AutoGen's code execution environment supports Docker sandboxing as a security boundary around agent-generated code. Without sandboxing, code executed by the UserProxy runs with the full permissions of the host process — a significant risk when agents generate code to handle untrusted data or call external APIs. Docker execution isolates the generated code in a container with no network access by default, protecting the host system from malicious or accidental side effects. The sandbox can be configured with specific resource limits, network policies, and allowed Python packages to match the security requirements of the deployment environment.

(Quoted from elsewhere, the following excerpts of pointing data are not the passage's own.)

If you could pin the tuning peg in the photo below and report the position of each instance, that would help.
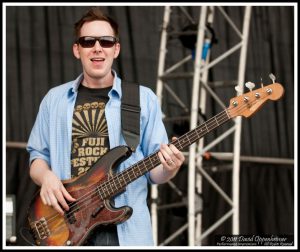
(250, 85)
(238, 89)
(272, 77)
(261, 83)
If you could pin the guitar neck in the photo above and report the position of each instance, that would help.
(119, 181)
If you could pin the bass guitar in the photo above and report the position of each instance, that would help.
(94, 190)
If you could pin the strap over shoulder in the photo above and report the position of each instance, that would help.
(130, 114)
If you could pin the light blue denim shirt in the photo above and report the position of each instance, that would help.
(50, 140)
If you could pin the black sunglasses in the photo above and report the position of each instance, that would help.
(105, 41)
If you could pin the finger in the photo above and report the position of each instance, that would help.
(177, 154)
(60, 198)
(163, 160)
(67, 195)
(55, 205)
(44, 200)
(44, 197)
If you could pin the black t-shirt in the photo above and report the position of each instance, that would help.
(89, 129)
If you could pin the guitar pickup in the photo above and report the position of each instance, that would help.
(97, 210)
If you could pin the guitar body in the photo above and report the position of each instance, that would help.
(87, 212)
(93, 190)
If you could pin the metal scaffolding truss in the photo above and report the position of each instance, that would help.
(200, 65)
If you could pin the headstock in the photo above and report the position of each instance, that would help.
(249, 103)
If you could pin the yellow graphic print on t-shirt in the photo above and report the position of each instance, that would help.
(89, 136)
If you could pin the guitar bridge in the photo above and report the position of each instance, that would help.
(40, 229)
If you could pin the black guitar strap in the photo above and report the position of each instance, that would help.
(130, 114)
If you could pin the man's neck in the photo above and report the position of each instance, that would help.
(98, 83)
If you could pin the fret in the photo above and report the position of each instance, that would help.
(216, 120)
(99, 192)
(122, 179)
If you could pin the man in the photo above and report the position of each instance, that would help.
(79, 121)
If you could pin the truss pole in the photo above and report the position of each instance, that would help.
(193, 124)
(161, 66)
(238, 123)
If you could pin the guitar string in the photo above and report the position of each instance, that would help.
(145, 163)
(224, 115)
(108, 182)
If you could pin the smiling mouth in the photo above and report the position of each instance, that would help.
(97, 59)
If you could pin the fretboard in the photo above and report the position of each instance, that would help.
(119, 181)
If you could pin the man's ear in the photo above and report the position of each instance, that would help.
(76, 51)
(117, 50)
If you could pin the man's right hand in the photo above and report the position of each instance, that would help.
(53, 193)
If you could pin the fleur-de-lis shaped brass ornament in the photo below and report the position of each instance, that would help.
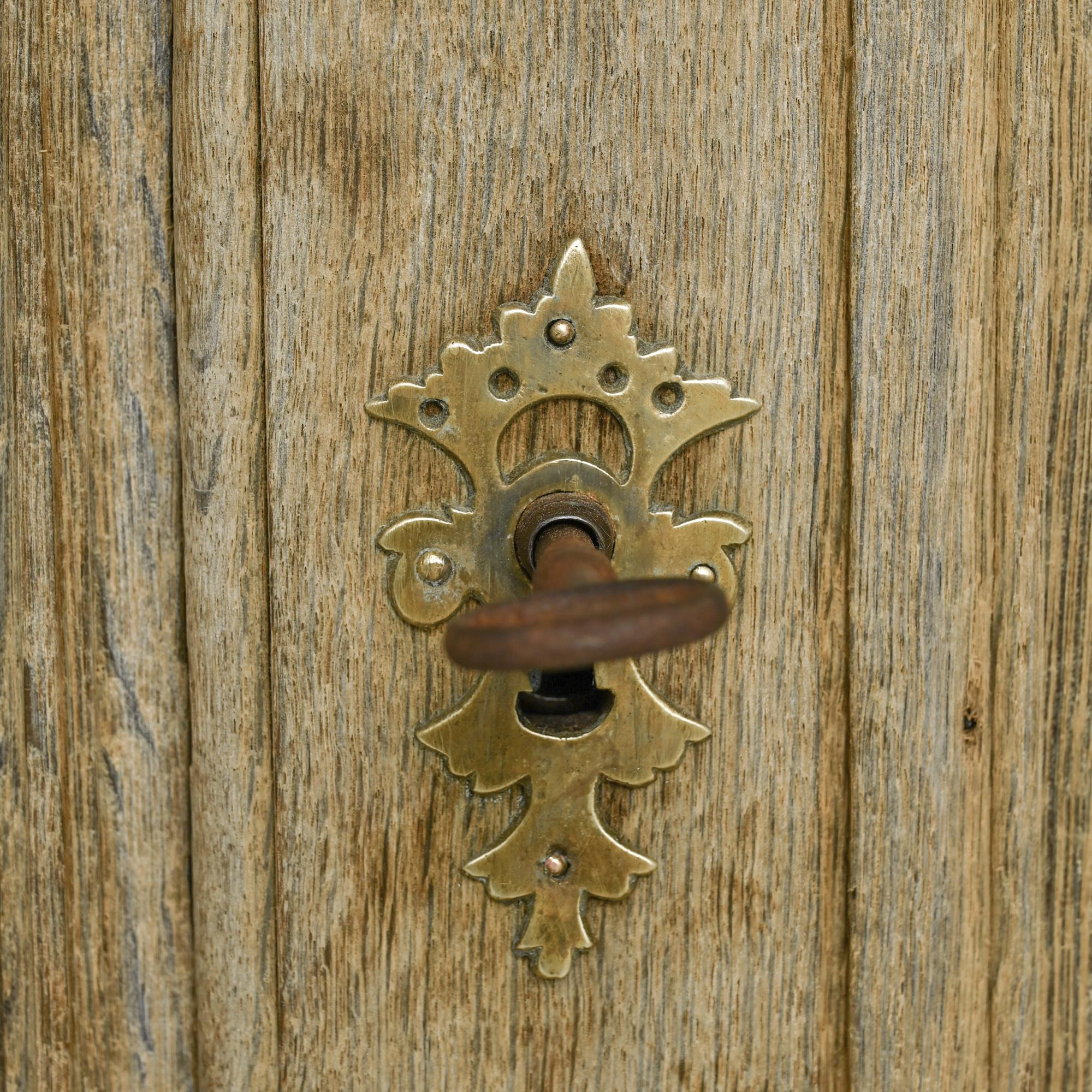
(568, 345)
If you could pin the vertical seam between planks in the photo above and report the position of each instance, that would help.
(275, 738)
(1003, 125)
(848, 545)
(195, 1037)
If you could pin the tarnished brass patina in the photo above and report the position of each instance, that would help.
(567, 345)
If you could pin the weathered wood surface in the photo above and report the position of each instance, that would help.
(875, 220)
(222, 388)
(922, 420)
(1042, 732)
(97, 976)
(419, 169)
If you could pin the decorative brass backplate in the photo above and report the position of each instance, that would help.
(568, 345)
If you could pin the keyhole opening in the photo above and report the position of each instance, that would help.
(564, 704)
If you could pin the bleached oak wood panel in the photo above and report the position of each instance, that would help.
(97, 971)
(420, 169)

AutoGen Studio provides a visual interface for building and testing multi-agent workflows without writing Python code. Agents, their system prompts, and their tool sets are configured through a web UI, and conversations can be tested interactively before deployment. The visual interface lowers the barrier to experimenting with multi-agent patterns for users unfamiliar with the AutoGen Python API, and the exported workflow configurations can be used directly with the Python SDK for production deployment — maintaining a clear path from prototyping to production.

Nested agents in AutoGen enable recursive task decomposition, where an agent created to solve a sub-task can itself spawn sub-agents for further decomposition. This recursive nesting is powerful for tasks with deep hierarchical structure but requires careful termination condition design — without explicit convergence criteria, nested agent conversations can proliferate indefinitely. Practical implementations typically set maximum nesting depth limits and budget constraints on the total number of LLM calls that can be triggered by a single top-level request.

Message history management in AutoGen multi-agent conversations requires attention to context window limits, especially in long-running group chats. Configuring a maximum_consecutive_auto_reply limit prevents infinite agent loops, and using a SummaryMethod that compresses the conversation history when it approaches the context window limit prevents token budget overruns on long tasks. Periodically clearing the conversation and reinitializing with a summary of progress is the recommended pattern for tasks expected to span hundreds of turns.